In [1]:
import polars as pl


In [2]:
vdem = pl.read_parquet("../vdemData/V-Dem-CY-Full+Others-v15.parquet")
vdem.shape

(27913, 4607)

In [None]:
# Define the list of EU member states plus USA and UK.
subset_members = [
    "Austria", "Belgium", "Bulgaria", "Croatia", "Cyprus",
    "Czech Republic", "Denmark", "Estonia", "Finland", "France",
    "Germany", "Greece", "Hungary", "Ireland", "Italy",
    "Latvia", "Lithuania", "Luxembourg", "Malta", "Netherlands",
    "Poland", "Portugal", "Romania", "Slovakia", "Slovenia",
    "Spain", "Sweden", "United States of America", "United Kingdom"
]
target_countries = eu_members + ["United States", "United Kingdom"]

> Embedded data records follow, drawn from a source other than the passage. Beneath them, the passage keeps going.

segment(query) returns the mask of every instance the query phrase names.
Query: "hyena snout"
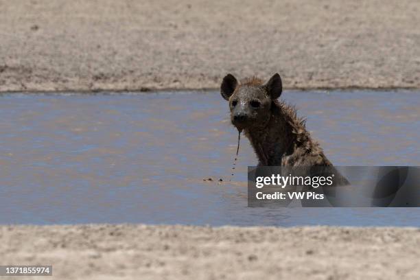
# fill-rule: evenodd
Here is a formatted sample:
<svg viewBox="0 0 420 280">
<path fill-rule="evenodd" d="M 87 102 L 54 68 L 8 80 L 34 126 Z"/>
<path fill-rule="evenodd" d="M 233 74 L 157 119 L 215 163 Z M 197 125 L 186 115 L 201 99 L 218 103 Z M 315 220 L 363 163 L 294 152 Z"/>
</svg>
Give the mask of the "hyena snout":
<svg viewBox="0 0 420 280">
<path fill-rule="evenodd" d="M 233 121 L 237 122 L 244 122 L 248 120 L 248 115 L 246 113 L 239 112 L 233 115 Z"/>
</svg>

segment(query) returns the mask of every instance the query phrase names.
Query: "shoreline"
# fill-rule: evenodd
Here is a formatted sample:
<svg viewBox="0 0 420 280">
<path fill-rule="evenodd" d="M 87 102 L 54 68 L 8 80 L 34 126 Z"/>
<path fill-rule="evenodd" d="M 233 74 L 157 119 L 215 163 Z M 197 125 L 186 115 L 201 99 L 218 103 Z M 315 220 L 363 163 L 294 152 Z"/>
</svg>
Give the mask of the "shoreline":
<svg viewBox="0 0 420 280">
<path fill-rule="evenodd" d="M 415 279 L 420 273 L 417 228 L 21 225 L 0 226 L 0 236 L 4 264 L 52 265 L 54 276 L 70 279 Z"/>
<path fill-rule="evenodd" d="M 287 89 L 420 89 L 415 1 L 0 7 L 0 92 L 218 89 L 227 73 L 276 72 Z"/>
</svg>

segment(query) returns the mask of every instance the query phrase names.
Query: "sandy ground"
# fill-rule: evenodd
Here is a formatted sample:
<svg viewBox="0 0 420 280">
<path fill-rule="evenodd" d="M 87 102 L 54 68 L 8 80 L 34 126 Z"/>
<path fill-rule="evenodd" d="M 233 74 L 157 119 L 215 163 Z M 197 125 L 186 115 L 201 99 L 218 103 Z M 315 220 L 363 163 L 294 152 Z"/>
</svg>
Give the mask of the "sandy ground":
<svg viewBox="0 0 420 280">
<path fill-rule="evenodd" d="M 420 1 L 0 0 L 0 91 L 420 87 Z"/>
<path fill-rule="evenodd" d="M 418 279 L 420 275 L 417 229 L 3 226 L 0 240 L 2 264 L 52 265 L 53 279 Z"/>
</svg>

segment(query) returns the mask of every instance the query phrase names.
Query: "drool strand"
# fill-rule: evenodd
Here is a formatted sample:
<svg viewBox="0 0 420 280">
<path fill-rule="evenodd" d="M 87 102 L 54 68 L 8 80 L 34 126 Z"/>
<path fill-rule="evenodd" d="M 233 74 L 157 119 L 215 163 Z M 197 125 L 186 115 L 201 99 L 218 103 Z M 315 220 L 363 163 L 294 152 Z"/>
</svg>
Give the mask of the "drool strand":
<svg viewBox="0 0 420 280">
<path fill-rule="evenodd" d="M 240 142 L 241 140 L 241 132 L 239 131 L 237 134 L 237 148 L 236 148 L 236 156 L 235 156 L 235 160 L 233 161 L 233 165 L 232 166 L 232 174 L 231 174 L 231 178 L 229 179 L 229 182 L 232 180 L 232 178 L 235 175 L 235 169 L 236 165 L 236 161 L 237 161 L 237 154 L 239 153 L 239 146 Z"/>
</svg>

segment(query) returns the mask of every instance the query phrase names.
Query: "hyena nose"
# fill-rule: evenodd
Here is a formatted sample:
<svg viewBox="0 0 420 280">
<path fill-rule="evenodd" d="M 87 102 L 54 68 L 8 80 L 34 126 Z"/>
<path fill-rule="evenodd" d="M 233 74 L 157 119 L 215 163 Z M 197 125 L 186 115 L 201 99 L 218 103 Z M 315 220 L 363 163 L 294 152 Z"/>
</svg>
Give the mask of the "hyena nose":
<svg viewBox="0 0 420 280">
<path fill-rule="evenodd" d="M 233 120 L 236 121 L 244 121 L 246 119 L 246 114 L 244 113 L 238 113 L 233 116 Z"/>
</svg>

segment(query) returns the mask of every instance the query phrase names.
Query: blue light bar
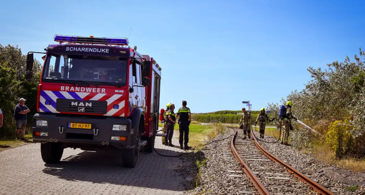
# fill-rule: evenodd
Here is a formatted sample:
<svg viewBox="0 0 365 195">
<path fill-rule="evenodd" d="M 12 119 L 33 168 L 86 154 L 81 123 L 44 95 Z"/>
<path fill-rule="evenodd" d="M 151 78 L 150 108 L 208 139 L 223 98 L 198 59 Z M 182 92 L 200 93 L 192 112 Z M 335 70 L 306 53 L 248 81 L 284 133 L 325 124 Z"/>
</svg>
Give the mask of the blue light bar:
<svg viewBox="0 0 365 195">
<path fill-rule="evenodd" d="M 59 42 L 93 43 L 116 45 L 128 45 L 129 42 L 127 38 L 106 38 L 105 37 L 87 37 L 55 35 L 54 41 Z"/>
</svg>

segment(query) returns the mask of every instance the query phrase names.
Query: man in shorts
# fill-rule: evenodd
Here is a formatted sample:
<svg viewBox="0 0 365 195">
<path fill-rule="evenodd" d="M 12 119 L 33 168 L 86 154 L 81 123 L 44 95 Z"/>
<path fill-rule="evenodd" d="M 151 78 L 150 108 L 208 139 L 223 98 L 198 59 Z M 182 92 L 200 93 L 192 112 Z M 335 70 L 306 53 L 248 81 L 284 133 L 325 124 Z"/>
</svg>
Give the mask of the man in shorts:
<svg viewBox="0 0 365 195">
<path fill-rule="evenodd" d="M 14 118 L 15 119 L 16 124 L 16 131 L 15 132 L 16 139 L 18 137 L 18 134 L 22 130 L 21 139 L 23 140 L 26 140 L 25 136 L 25 128 L 27 126 L 27 113 L 30 111 L 29 108 L 25 105 L 26 100 L 24 98 L 20 98 L 19 100 L 19 104 L 15 106 L 14 110 Z"/>
</svg>

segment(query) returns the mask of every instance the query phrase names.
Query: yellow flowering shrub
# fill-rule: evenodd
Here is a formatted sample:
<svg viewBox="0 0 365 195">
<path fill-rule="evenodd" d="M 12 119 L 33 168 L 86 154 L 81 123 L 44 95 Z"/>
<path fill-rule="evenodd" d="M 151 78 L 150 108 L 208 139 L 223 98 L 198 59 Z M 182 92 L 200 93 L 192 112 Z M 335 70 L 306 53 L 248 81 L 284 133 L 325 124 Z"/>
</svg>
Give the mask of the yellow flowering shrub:
<svg viewBox="0 0 365 195">
<path fill-rule="evenodd" d="M 328 126 L 328 131 L 326 135 L 327 144 L 335 151 L 338 146 L 338 137 L 342 135 L 342 145 L 346 146 L 352 137 L 350 132 L 353 128 L 348 119 L 344 121 L 336 121 L 330 123 Z"/>
</svg>

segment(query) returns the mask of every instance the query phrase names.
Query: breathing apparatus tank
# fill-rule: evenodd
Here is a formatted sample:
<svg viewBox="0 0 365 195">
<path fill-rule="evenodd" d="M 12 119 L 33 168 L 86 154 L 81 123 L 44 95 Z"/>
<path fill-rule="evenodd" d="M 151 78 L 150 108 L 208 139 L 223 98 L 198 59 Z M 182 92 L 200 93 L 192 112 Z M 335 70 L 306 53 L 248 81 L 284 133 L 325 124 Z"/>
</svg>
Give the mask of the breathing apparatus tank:
<svg viewBox="0 0 365 195">
<path fill-rule="evenodd" d="M 280 111 L 279 112 L 279 118 L 283 119 L 287 117 L 287 108 L 285 106 L 282 105 L 280 107 Z"/>
<path fill-rule="evenodd" d="M 164 108 L 161 108 L 161 110 L 160 111 L 160 121 L 162 121 L 164 120 L 164 112 L 165 112 L 165 109 Z"/>
</svg>

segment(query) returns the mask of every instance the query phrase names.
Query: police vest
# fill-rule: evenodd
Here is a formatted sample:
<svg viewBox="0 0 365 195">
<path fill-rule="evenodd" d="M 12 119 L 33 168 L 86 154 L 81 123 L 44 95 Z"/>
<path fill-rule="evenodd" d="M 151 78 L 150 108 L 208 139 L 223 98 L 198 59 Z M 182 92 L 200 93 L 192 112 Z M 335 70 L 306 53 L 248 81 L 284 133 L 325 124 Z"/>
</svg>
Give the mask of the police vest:
<svg viewBox="0 0 365 195">
<path fill-rule="evenodd" d="M 177 113 L 179 115 L 179 122 L 187 123 L 189 122 L 189 114 L 190 113 L 190 109 L 189 108 L 183 106 L 179 108 Z"/>
</svg>

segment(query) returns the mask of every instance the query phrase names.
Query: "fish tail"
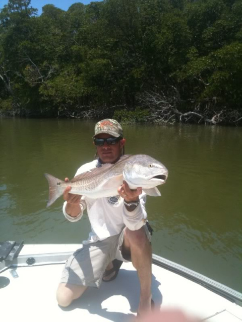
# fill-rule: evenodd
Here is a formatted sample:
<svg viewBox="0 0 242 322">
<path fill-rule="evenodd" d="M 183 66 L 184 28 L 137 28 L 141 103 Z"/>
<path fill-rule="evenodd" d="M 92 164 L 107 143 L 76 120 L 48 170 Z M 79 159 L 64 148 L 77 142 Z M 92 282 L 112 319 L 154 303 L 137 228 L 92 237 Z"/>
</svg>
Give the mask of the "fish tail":
<svg viewBox="0 0 242 322">
<path fill-rule="evenodd" d="M 60 180 L 47 173 L 44 174 L 49 183 L 49 200 L 47 207 L 49 207 L 63 193 L 63 189 L 60 189 L 60 185 L 65 183 L 65 181 Z"/>
</svg>

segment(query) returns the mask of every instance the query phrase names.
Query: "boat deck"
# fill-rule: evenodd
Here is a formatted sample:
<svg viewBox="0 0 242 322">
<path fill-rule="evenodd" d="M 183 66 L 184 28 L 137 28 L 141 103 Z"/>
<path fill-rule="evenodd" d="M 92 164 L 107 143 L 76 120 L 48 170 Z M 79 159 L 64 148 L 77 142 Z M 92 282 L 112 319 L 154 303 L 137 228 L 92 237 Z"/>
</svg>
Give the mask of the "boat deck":
<svg viewBox="0 0 242 322">
<path fill-rule="evenodd" d="M 95 322 L 134 320 L 139 283 L 131 263 L 123 264 L 114 281 L 103 282 L 99 289 L 88 289 L 69 307 L 57 305 L 55 291 L 64 263 L 69 253 L 78 248 L 80 245 L 25 245 L 19 257 L 18 266 L 26 265 L 26 255 L 34 257 L 36 263 L 0 274 L 10 280 L 9 285 L 0 289 L 1 316 L 9 321 L 23 318 L 26 322 L 53 319 L 66 322 L 81 318 Z M 57 253 L 57 257 L 54 255 Z M 38 257 L 38 254 L 45 255 Z M 14 277 L 11 272 L 17 273 L 18 276 Z M 152 295 L 157 307 L 179 308 L 207 322 L 242 321 L 240 306 L 155 264 L 152 265 Z"/>
</svg>

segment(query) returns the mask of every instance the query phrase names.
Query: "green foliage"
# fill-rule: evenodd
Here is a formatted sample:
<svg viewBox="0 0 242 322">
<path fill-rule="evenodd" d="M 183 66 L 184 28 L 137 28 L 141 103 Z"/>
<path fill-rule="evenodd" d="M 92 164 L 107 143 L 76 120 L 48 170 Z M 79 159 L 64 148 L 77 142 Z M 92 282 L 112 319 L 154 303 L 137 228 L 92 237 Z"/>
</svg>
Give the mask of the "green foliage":
<svg viewBox="0 0 242 322">
<path fill-rule="evenodd" d="M 132 111 L 124 109 L 116 110 L 113 114 L 113 118 L 122 124 L 145 123 L 147 121 L 149 114 L 149 110 L 143 109 L 140 107 Z"/>
<path fill-rule="evenodd" d="M 143 122 L 137 95 L 162 87 L 168 97 L 170 87 L 180 111 L 211 101 L 241 108 L 241 0 L 104 0 L 36 13 L 30 0 L 1 10 L 2 110 L 126 105 L 115 117 Z"/>
</svg>

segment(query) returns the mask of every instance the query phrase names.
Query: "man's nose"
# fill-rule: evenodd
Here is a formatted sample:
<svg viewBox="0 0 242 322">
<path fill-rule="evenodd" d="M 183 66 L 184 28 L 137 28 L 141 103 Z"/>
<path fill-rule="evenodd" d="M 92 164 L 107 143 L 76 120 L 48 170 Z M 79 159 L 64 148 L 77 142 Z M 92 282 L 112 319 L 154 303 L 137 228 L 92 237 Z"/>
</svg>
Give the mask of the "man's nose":
<svg viewBox="0 0 242 322">
<path fill-rule="evenodd" d="M 103 145 L 102 146 L 103 147 L 105 148 L 105 149 L 106 149 L 107 147 L 109 147 L 109 146 L 108 145 L 108 144 L 107 143 L 106 141 L 104 141 L 104 144 L 103 144 Z"/>
</svg>

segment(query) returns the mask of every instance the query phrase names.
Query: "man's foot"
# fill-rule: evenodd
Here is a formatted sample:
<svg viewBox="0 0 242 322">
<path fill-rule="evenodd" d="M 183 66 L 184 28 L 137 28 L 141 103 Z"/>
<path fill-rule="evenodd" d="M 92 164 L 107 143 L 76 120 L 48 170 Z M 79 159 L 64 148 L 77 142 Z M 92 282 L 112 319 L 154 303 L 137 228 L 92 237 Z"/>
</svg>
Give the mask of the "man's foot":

# Filter the dataset for only those countries.
# (Assuming the country column is named "country_name". If it’s different in your data, update accordingly.)
subset = vdem.filter(pl.col("country_name").is_in(target_countries))

# Select the columns for country, year, and GDP.
# (Assuming your GDP column is labeled "gdp". Adjust this column name if needed.)
gdp_over_time = subset.select(["country_name", "year", "gdp"]).sort(["country_name", "year"])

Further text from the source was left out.